By Fadi Azzam
Translated by Adam Talib
Interlink Books, 2012
In a personal introduction to his novel “Sarmada,” Fadi Azzam tells of the power of words, stating that “letters seem…to shine even as the world grows dark.” This compelling idea echoes throughout Azzam’s novel, which begins with the emigrant Rafi Azmi encountering a compatriot in France and subsequently plunging into the history of his village and people through the narratives of three women. While Rafi serves as the narrator of a frame tale, the voices of these three women represent the true core of “Sarmada.” Their stories bring light to a forgotten corner of the world, evoking the deep complexities of life: passion, loss, fantasy, and faith represent a mere few of hundreds of personal emotions that Azzam infuses into his novel.
The first story belongs to Azza Tawfiq, the woman whom Rafi Azmi meets in France and who instills within him a desire to return to his village in Syria and delve into its mysteries. Azza’s story draws Azmi and the reader into Sarmada by introducing the topic of “transmigration”: the idea that souls travel from one person to another. Azza’s connection to Sarmada lies in her transmigrated soul’s past life: Hela Mansour, a young woman who is brutally killed by her brothers upon her return to Sarmada after running away with an Algerian wanderer. This heartbreaking tale of courage and love compels Rafi’s return to Sarmada, which arrival heralds the second village’s second story.
Upon his return, Rafi learns of the death of Farida bint Fawda, a pivotal woman in Sarmada’s—and Rafi’s—history. Where Hela Mansour’s death left the people of Sarmada with a guilty emptiness, Farida’s sudden arrival revives the village as she establishes a life embodied in intense passion and fantasy. But while Farida’s presence invigorates Sarmada—especially its teenage boy population—her own life is enshrouded in death and loss. In spite of the tragedies that continue to plague Farida, her story reveals an enduring strength and self-sufficiency, culminating in the birth of her son, Bulkhayr.
This son ties Farida’s story closely to that of Buthayna’s, whose narrative completes “Sarmada.” The two stories are inextricably linked, first by Buthayna’s utter hatred of Farida, in whom she “found the cause and the causer” of the death and loss that ravaged Sarmada. Later, Buthayna finds herself irresistibly longing for Farida’s son, cementing an ironic bond between the two women.
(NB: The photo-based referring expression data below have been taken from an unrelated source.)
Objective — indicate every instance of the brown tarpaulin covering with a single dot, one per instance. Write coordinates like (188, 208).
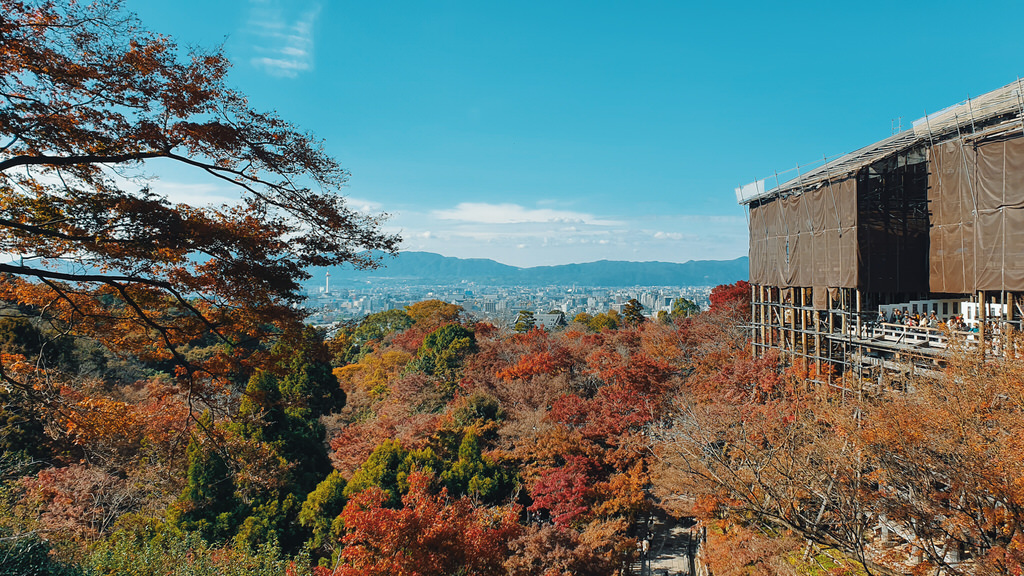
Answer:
(808, 239)
(977, 214)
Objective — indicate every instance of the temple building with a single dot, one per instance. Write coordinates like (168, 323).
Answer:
(929, 221)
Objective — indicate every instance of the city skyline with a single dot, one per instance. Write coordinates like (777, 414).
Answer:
(542, 134)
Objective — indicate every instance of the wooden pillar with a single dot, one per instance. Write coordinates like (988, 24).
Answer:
(764, 339)
(982, 316)
(844, 320)
(754, 320)
(803, 321)
(858, 313)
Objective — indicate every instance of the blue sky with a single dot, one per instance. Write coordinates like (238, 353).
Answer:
(553, 132)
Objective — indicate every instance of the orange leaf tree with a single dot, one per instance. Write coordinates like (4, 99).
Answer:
(88, 97)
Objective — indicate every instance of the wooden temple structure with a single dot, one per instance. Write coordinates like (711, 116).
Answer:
(930, 219)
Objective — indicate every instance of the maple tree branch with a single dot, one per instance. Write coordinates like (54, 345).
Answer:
(52, 275)
(27, 160)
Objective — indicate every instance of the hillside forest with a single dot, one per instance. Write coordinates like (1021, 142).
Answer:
(418, 442)
(165, 409)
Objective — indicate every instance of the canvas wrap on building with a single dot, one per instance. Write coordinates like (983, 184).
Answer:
(878, 258)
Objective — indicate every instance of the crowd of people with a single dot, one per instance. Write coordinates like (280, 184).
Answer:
(931, 320)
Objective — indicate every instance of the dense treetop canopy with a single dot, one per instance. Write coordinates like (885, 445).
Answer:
(88, 97)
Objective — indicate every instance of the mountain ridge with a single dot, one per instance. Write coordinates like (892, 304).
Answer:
(415, 266)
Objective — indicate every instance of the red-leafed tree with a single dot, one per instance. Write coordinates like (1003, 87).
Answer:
(731, 297)
(88, 97)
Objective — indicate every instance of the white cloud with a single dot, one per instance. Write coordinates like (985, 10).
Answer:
(283, 41)
(521, 236)
(194, 194)
(514, 213)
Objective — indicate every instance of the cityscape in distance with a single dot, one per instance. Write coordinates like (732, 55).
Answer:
(497, 292)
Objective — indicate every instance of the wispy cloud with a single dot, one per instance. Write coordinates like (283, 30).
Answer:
(522, 236)
(514, 213)
(282, 39)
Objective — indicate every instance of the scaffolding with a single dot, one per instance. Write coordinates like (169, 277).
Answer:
(932, 214)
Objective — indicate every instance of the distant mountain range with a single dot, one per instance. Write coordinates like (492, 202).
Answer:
(421, 268)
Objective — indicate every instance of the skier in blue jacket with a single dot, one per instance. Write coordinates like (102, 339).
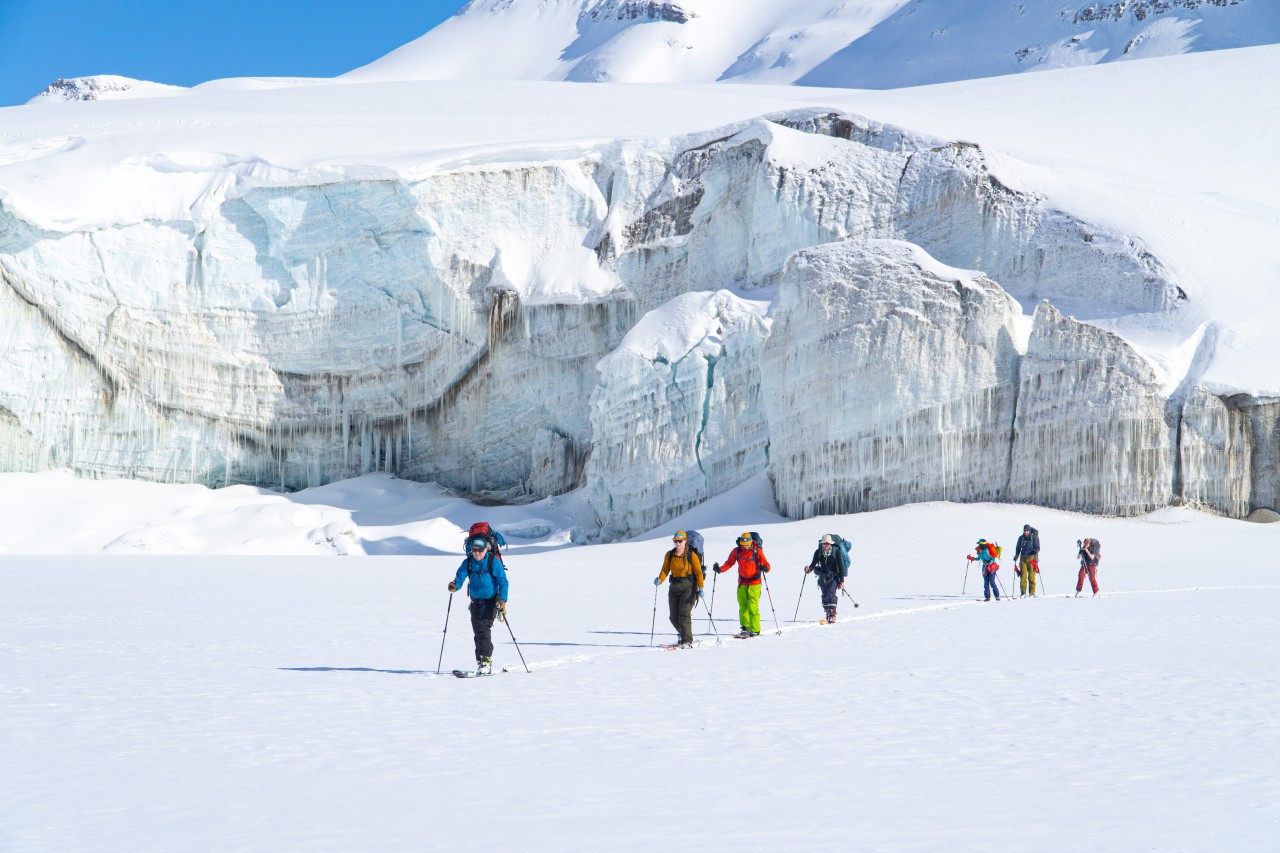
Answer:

This bond brings together the various threads of Sarmada, interlacing personal experiences, desires, and journeys with the words of intellectuals, regional movements, and Syria’s rapidly evolving politics.
Ultimately, the reader and narrator are left with an intimate view of the lives lived in a small village called Sarmada. Fadi Azzam’s writing evokes powerful emotions and delicate details that cause “Sarmada [to] become Scheherazade, weaving the story of” a place that is familiar and strange, wondrous and exotic, and joyous and tragic for all those who encounter it. Indeed, these words reveal the light of life, even in history’s darkest moments.